実践事例をベースにしたアプリケーションを提供
具体的にはGE、Airbus、日産自動車などのパートナー企業におけるAras Innovatorのさまざまなユースケースを、アプリケーション化して他企業にも使えるかたちで本格的に提供していく計画だという。
「例えば日産自動車ではMBSE(モデルベースシステムエンジニアリング)における情報管理システム、Airbusでは設計・製造連携における情報管理などにおいてAras Innovatorを活用している。もちろん、各社が取り組んでいる内容をそのままアプリケーション化するわけではない。契約を結んだ上で、他企業のビジネスプロセスの改善に活用できる普遍的なユースケースの部分をアプリケーション化している。2016年はこうした実践をベースに開発したアプリケーションを、順次投入していく計画だ」(久次氏)

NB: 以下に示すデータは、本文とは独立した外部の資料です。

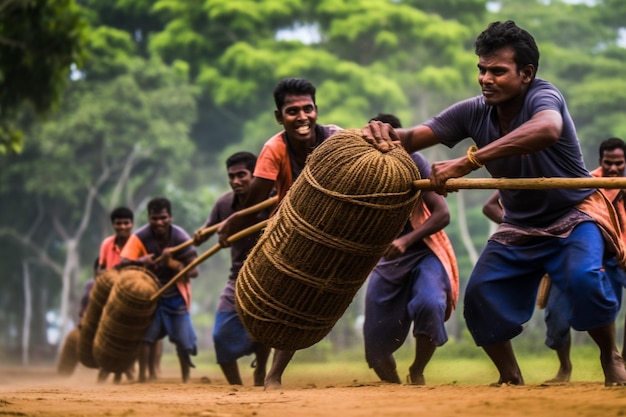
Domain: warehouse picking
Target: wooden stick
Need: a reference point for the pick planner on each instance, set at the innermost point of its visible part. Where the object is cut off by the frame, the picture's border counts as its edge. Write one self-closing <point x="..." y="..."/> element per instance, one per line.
<point x="212" y="229"/>
<point x="245" y="232"/>
<point x="454" y="184"/>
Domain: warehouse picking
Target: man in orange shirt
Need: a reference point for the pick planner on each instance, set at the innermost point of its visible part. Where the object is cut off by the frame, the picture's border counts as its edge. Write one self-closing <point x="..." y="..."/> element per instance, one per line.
<point x="172" y="318"/>
<point x="280" y="162"/>
<point x="111" y="247"/>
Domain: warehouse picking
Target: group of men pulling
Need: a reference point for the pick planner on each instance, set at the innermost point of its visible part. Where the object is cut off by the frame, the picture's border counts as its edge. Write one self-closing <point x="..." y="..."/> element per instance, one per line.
<point x="521" y="128"/>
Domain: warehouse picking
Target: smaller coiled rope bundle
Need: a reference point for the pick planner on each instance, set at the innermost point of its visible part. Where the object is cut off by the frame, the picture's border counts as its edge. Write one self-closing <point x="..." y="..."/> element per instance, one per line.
<point x="125" y="319"/>
<point x="68" y="359"/>
<point x="339" y="217"/>
<point x="91" y="318"/>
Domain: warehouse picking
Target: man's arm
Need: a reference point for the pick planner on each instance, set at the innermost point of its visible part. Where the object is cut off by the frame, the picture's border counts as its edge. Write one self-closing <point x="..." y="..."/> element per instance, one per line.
<point x="386" y="137"/>
<point x="439" y="219"/>
<point x="541" y="131"/>
<point x="260" y="189"/>
<point x="492" y="208"/>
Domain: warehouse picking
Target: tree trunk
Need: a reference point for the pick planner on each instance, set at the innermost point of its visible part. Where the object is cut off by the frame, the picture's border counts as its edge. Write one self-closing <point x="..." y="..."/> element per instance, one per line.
<point x="69" y="280"/>
<point x="465" y="234"/>
<point x="28" y="310"/>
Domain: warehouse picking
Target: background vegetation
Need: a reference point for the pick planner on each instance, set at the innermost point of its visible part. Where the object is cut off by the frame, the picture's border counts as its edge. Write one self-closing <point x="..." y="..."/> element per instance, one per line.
<point x="111" y="103"/>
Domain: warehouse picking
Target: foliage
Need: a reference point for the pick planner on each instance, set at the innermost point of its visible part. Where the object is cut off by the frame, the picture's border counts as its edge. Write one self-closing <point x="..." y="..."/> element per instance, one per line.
<point x="39" y="43"/>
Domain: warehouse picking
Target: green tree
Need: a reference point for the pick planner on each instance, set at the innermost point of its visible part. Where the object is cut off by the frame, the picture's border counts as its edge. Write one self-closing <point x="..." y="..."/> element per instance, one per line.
<point x="112" y="142"/>
<point x="39" y="43"/>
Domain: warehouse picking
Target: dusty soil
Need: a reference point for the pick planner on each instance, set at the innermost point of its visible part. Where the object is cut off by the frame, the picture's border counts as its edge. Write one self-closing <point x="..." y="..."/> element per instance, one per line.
<point x="40" y="392"/>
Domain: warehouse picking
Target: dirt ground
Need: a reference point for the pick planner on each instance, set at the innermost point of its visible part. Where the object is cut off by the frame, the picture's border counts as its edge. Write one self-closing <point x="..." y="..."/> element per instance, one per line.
<point x="40" y="392"/>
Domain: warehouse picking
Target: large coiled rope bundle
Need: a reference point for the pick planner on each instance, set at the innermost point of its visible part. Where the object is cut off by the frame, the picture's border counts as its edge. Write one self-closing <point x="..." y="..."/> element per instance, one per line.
<point x="125" y="319"/>
<point x="91" y="318"/>
<point x="339" y="217"/>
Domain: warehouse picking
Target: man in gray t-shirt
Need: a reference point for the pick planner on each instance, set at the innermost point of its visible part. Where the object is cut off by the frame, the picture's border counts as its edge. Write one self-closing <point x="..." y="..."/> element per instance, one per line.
<point x="522" y="129"/>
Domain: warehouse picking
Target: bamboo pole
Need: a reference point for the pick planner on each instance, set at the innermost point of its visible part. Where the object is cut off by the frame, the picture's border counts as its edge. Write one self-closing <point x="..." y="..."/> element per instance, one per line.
<point x="212" y="229"/>
<point x="455" y="184"/>
<point x="243" y="233"/>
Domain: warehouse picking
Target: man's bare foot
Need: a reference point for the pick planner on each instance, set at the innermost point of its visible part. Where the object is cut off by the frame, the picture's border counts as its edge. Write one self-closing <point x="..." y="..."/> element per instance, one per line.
<point x="272" y="384"/>
<point x="259" y="377"/>
<point x="517" y="381"/>
<point x="416" y="379"/>
<point x="562" y="376"/>
<point x="614" y="370"/>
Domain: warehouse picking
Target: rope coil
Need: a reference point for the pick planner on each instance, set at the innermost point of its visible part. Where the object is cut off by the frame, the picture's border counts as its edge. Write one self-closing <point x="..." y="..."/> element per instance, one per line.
<point x="332" y="227"/>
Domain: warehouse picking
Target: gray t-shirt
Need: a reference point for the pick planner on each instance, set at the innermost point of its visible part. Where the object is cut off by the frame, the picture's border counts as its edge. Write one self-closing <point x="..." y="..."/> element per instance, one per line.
<point x="472" y="118"/>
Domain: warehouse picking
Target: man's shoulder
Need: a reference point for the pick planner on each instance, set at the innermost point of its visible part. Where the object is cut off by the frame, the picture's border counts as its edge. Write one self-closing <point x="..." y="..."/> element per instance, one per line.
<point x="275" y="140"/>
<point x="178" y="233"/>
<point x="329" y="130"/>
<point x="107" y="241"/>
<point x="226" y="198"/>
<point x="142" y="231"/>
<point x="540" y="86"/>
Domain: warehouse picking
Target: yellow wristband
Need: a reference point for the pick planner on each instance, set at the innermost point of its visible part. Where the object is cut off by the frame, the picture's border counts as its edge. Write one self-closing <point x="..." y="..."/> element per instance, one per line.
<point x="472" y="158"/>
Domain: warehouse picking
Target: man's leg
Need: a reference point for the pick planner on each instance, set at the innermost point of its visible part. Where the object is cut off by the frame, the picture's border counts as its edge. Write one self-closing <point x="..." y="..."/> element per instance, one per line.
<point x="424" y="350"/>
<point x="386" y="324"/>
<point x="427" y="309"/>
<point x="144" y="357"/>
<point x="558" y="336"/>
<point x="624" y="340"/>
<point x="565" y="364"/>
<point x="151" y="361"/>
<point x="503" y="358"/>
<point x="611" y="360"/>
<point x="231" y="372"/>
<point x="185" y="363"/>
<point x="273" y="380"/>
<point x="261" y="353"/>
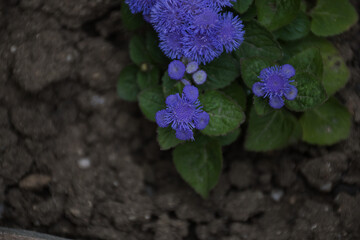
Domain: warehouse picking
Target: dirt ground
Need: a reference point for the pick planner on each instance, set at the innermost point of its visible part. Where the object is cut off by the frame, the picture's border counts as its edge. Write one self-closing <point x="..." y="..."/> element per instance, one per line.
<point x="77" y="162"/>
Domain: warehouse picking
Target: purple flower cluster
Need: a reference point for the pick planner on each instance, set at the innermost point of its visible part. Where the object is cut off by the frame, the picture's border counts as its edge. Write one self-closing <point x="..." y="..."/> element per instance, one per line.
<point x="183" y="113"/>
<point x="177" y="70"/>
<point x="275" y="84"/>
<point x="194" y="29"/>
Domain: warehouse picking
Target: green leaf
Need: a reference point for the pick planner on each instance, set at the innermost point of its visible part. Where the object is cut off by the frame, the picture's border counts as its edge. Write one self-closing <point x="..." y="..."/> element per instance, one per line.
<point x="271" y="131"/>
<point x="229" y="138"/>
<point x="130" y="21"/>
<point x="241" y="6"/>
<point x="166" y="138"/>
<point x="327" y="124"/>
<point x="151" y="100"/>
<point x="250" y="14"/>
<point x="261" y="106"/>
<point x="138" y="51"/>
<point x="237" y="93"/>
<point x="221" y="72"/>
<point x="311" y="93"/>
<point x="148" y="79"/>
<point x="331" y="17"/>
<point x="127" y="87"/>
<point x="225" y="114"/>
<point x="152" y="46"/>
<point x="297" y="29"/>
<point x="308" y="61"/>
<point x="199" y="163"/>
<point x="336" y="73"/>
<point x="171" y="86"/>
<point x="251" y="68"/>
<point x="259" y="42"/>
<point x="274" y="14"/>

Arasでは既にこうした“実践ベース”のアプリケーションモジュールの1つとして、2015年12月に「Aras Technical Documentation」を発表している。これはAras InnovatorのPLMプラットフォーム上のデータを直接使用してカタログやメンテナンスマニュアルなどを作成できるツールだ。設計変更などが起きた場合でも、PLMでリビジョン管理されたデータを参照することで、常に最新の情報を反映することができる。
このAras Technical Documentationは、スウェーデンのOrio(旧Saab Automobile Parts)での事例をベースに共同開発を行ったものだという。Arasは2015年末にAras Innovatorのバージョン11のマイナーアップグレード版「Aras Innovator 11.0 SP5」を公開した。これらのアプリケーション・モジュールは、この最新バージョンで利用できるという。
「Aras Innovator 11.0 SP5はこれらのコアモジュールを含んだバージョンになっている。マイナーアップグレードという扱いだが、本来ならばバージョン12と呼んでもよいもの。さらにオープンに公開しており、Arasとサブスクリプション契約を結んでいない企業でも利用を始めることが可能だ。こうした実践ベースのアプリケーションを、サブスクライバー(契約企業)以外にも広く提供していく」(久次氏)。
なお、今後のスケジュールとしては2016年第2四半期をめどに、製造工程計画と品質管理の効率化に貢献するアプリケーションをリリースする計画で、その他のアプリケーションについても順次拡充していくという。